De Camp did, however, underestimate the staggering impediments to even sub-light interstellar travel, assuming it would both be achieved quickly and soon develop into a relatively routine and comfortable system of commerce and travel linking nearby star-systems, much as sailing ships linked the early modern nations of Earth. He also assumed the parallel and convergent evolution of life on other worlds into types of higher multicellular lifeforms similar to those of Earth, and the ubiquity of intelligent life; thus his alien planets have both animal and plant life, with at least one species of animal life usually having achieved intelligence, and these alien intelligent species are in the main recognizably mammalian or reptilian.

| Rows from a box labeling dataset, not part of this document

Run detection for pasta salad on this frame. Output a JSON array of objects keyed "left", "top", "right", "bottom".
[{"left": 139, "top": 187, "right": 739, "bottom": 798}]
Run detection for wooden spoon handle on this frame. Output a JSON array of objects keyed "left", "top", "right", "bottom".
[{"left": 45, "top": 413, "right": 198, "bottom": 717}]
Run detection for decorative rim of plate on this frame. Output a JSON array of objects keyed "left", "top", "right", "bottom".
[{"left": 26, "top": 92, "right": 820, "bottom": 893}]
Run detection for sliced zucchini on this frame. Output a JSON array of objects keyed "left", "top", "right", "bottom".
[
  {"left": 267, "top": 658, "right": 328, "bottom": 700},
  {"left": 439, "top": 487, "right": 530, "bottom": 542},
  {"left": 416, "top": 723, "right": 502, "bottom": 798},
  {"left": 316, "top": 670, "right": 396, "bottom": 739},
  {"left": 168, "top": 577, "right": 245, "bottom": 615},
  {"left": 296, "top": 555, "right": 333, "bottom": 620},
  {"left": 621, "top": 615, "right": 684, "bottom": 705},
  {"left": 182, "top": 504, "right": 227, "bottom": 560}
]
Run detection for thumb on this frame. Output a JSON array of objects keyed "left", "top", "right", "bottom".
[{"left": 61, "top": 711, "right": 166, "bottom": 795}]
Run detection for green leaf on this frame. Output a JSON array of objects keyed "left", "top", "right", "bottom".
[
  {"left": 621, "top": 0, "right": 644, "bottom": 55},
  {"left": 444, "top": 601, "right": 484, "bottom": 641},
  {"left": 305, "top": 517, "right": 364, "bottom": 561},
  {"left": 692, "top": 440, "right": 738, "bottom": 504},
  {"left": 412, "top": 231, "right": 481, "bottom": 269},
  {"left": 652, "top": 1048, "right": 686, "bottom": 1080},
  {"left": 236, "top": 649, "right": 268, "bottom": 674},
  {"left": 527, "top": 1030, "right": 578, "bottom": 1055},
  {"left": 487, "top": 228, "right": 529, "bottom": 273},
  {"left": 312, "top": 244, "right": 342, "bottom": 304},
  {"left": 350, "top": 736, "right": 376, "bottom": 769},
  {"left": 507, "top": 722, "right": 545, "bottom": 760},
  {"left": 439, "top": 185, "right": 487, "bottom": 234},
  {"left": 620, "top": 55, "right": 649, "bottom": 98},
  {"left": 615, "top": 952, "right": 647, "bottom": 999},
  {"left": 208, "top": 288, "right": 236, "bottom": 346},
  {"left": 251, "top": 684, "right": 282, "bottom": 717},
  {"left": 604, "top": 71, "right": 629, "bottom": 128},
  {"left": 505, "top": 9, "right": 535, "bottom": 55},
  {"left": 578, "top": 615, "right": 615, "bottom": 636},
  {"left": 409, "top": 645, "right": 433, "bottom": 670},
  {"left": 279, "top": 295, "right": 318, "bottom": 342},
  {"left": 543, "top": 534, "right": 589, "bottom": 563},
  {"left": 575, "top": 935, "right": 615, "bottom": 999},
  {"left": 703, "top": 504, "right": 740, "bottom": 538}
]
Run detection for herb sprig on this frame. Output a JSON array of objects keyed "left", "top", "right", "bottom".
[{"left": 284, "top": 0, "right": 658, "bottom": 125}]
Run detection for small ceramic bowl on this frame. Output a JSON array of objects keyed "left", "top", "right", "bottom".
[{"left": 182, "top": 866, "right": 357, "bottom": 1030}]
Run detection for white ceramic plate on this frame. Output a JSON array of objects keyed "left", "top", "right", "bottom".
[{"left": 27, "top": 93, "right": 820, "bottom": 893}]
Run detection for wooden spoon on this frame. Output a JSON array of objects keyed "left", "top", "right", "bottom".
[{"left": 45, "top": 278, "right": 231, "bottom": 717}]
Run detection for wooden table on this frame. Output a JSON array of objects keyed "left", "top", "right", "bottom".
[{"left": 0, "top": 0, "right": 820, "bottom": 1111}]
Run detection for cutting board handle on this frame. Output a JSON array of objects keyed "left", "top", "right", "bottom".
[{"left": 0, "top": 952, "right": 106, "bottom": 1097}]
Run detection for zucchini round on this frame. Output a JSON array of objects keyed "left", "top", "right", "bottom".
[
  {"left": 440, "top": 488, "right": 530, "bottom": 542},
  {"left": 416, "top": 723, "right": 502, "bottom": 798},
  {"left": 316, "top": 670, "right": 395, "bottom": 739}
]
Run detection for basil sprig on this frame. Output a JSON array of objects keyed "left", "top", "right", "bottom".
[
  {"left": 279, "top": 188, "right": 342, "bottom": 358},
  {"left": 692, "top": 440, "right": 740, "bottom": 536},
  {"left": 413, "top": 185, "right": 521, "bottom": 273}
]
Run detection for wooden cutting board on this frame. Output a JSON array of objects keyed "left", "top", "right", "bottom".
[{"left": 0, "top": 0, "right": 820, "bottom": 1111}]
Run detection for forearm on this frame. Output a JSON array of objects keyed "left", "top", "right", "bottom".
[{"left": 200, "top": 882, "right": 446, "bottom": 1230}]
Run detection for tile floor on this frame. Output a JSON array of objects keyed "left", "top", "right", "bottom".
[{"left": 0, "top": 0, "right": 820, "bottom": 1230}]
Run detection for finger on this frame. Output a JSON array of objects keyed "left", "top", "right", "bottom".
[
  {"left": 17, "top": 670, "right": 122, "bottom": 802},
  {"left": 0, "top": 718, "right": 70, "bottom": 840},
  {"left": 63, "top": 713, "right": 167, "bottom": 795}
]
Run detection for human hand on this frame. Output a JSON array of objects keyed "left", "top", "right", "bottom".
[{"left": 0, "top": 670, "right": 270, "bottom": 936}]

The constraints adopted have definite implications on the stories told. An Earthman may fall in love with and wed an alien princess like Burroughs' John Carter of Mars does, but unlike Carter will never be able to found a dynasty. Nor will he be able to flit from Earth to the stars and back; an interstellar voyage takes months of subjective time and many years in objective time - as dictated by the time dialation of the Theory of relativity - rendering any decision to leave his own stellar system a difficult one, fraught with the consequences of being cut off from his friends, family and native culture for decades, during which they will age or develop much more than he will himself. De Camp somewhat mitigates the problem by postulating the development of longevity treatments that extend human lifespans to two centuries. Nonetheless, the effect is that space travel primarily attracts marginal and unattached members of society such as adventurers, entrepreneurs, con-men, utopian idealists, emigrants, and various admixtures thereof – or official representatives such as explorers, diplomats, and bureaucrats. Sterling, selfless heroes are in short supply.

The relative isolation of each star system from the others effectively precludes interstellar warfare, and the practical limitation of even extended lifespans limits the area of effective routine contact to nearby star systems. Within this region an Interplanetary Council regulates relations between the various civilizations.